Background: Closed-loop functional electrical stimulation can use recorded nerve signals to create implantable systems that make decisions regarding nerve stimulation in real-time. Previous work demonstrated convolutional neural network (CNN) discrimination of activity from different neural pathways recorded by a high-density multi-contact nerve cuff electrode, achieving state-of-the-art performance but requiring too much data storage and power for a practical implementation on surgically implanted hardware.
Objective: To reduce resource utilization for an implantable implementation, with minimal performance loss for CNNs that can discriminate between neural pathways in multi-contact cuff electrode recordings.
Methods: Neural networks (NNs) were evaluated using rat sciatic nerve recordings previously collected using 56-channel cuff electrodes to capture spatiotemporal neural activity patterns. NNs were trained to classify individual, natural compound action potentials (nCAPs) elicited by sensory stimuli. Three architectures were explored: the previously reported ESCAPE-NET, a fully convolutional network, and a recurrent neural network. Variations of each architecture were evaluated based on F1-score, number of weights, and floating-point operations (FLOPs).
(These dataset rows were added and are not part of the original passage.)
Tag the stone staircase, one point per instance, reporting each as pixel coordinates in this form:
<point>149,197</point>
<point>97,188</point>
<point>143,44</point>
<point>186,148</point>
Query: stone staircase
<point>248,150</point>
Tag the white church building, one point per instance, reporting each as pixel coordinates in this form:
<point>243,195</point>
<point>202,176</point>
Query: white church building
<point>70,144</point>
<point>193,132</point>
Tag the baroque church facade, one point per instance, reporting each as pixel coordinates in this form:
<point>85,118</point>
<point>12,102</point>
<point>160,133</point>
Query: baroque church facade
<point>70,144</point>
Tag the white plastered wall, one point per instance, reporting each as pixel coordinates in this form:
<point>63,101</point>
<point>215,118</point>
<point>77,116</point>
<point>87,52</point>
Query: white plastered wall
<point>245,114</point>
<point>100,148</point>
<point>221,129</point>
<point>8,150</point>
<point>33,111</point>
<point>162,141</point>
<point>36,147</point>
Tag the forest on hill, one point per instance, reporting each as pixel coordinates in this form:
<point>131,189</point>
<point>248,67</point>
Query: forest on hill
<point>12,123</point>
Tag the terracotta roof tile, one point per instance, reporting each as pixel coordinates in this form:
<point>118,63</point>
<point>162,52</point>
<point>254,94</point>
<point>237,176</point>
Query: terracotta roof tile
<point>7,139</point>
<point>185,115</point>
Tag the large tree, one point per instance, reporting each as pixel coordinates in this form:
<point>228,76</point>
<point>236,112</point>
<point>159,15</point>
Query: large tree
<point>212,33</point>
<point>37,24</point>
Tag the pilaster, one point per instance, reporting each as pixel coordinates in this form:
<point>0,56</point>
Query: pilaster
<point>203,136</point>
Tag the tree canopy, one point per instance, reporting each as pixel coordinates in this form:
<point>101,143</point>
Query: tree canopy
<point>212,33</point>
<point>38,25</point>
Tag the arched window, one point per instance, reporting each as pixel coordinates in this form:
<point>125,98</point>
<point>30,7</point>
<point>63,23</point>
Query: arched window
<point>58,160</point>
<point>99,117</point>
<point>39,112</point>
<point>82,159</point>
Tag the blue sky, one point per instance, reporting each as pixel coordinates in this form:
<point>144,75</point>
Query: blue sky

Results: NNs were identified that, when compared to ESCAPE-NET, require 1,132-1,787x fewer weights, 389-995x less memory, and 6-11,073x fewer FLOPs, while maintaining macro F1-scores of 0.70-0.71 compared to a baseline of 0.75. Memory requirements range from 22.69 KB to 58.11 KB, falling within on-chip memory sizes from published deep learning accelerators fabricated in ASIC technology.
Conclusion: Reduced versions of ESCAPE-NET require significantly fewer resources without significant accuracy loss, thus can be more easily incorporated into a surgically implantable device that performs closed-loop responsive neural stimulation.